Mijn laaste aan uedele achtbaere was gedateerd den eersten januarie 1762, volgens inleggende copie ter rheede Groot Basa met inhebbende elf slaven alwaar wij den 3 dito ben vertrokken en langst de cust genegotieerd. So sijn wij den 9 februarie aan Caap Lahoe ten anker gekomen met eenhondert slaaven, vonden hier leggen het snaauwschip De Jacoba Maria, gecommandeert door den captain David Soloni van Vlissingen die den 11 dito na beneden vertrok. Den 20 dito quam bij ons ten anker het fregatschip De Guineese Vrinden, capteijn A. Meijer. Den 22 dito vertrokken wij van hier met 272 slaven, hebbe gemelde captain Meijer aldaar in een goeden welstand gelaten. Den 5en maart quamen wij ten anker met 274 slaven op de rheede Axim, alwaar wij den 21 dito vertrokken met 288 slaven en langst de cantoren genegotieerd te hebben. So sijn wij den 12 april met 305 slaven geankerd ter rheede d’Elmina, namen hier water en brandhout in en sloegen schooven op. Vonden hier ook leggen het fregatschip De Publicola, gecommandeert door den captain Jacob van Bel van Rotterdam, die alhier om slaven gedestineerd was. Ook kwam hier het snaauwschip De Jacoba Maria, captain David Soloni van Vlissingen, welke beijde mede zeijlreede waren. Hier was ook tijding van captain Den Hollander, Casteleijn, en captain Hermans dat die aan de bovencust waren.

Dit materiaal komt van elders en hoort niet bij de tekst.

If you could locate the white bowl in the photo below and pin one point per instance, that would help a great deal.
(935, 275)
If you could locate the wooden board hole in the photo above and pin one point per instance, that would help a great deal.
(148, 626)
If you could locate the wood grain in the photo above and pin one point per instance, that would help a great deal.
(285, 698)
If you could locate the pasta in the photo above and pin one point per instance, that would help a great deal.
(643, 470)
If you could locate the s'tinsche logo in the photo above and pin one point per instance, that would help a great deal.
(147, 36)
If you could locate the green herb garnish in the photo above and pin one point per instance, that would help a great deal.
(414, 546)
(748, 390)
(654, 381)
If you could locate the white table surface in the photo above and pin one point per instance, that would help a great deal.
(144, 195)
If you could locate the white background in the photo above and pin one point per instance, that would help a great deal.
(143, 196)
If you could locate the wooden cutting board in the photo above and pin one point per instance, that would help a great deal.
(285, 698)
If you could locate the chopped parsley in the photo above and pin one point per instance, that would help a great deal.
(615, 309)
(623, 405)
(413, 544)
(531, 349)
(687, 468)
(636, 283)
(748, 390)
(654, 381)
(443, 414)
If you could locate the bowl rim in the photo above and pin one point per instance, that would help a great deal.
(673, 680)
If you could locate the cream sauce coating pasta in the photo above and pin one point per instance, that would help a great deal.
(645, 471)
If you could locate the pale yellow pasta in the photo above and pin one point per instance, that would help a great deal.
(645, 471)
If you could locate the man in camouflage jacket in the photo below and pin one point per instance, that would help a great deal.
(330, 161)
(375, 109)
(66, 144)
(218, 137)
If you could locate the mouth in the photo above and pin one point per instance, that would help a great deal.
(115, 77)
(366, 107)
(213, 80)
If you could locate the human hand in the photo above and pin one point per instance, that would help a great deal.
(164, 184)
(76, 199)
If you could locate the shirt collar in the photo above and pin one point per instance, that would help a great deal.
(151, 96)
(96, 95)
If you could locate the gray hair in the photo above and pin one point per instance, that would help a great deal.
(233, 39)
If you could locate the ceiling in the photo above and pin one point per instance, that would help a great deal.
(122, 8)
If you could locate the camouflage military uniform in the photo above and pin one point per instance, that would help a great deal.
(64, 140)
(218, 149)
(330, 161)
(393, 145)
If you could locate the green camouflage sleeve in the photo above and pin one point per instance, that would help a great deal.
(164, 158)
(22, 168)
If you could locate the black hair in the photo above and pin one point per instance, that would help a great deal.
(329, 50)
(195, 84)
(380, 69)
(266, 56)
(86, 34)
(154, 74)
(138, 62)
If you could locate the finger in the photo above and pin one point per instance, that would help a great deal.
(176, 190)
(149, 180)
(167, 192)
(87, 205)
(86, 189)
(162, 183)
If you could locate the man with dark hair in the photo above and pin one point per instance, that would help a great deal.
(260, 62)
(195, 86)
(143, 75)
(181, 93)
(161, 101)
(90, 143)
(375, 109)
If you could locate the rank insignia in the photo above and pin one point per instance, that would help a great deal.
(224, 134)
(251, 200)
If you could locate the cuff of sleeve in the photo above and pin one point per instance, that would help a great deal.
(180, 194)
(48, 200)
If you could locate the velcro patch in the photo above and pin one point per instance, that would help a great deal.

Na de alwijse en de wonderbaere schikkinge des Alderhoogsten onder afbiddinge en inwagtinge van Sijne dierbaere zegeningen, sijn wij op dato vertrokken na de cust van America met 319 coppen levendige slaven, hebbe 7 doode slaven, hetwelk ten getalle is van 326 ingenegotieerde slaven en de ingenegotieerde olijphandtstanden sijn 3.611 lb. en 322 lb. crevellen, samen 3.933 lb. Hebbe ook nog eenige cargasoengoederen overig doordien de negotie alhier dodelijk is door alle de Engelsche goederen en ook den oorlog die de negers met malkanderen alhier te lande hebben, sodat er weijnig goud diep uijt het land kan komen.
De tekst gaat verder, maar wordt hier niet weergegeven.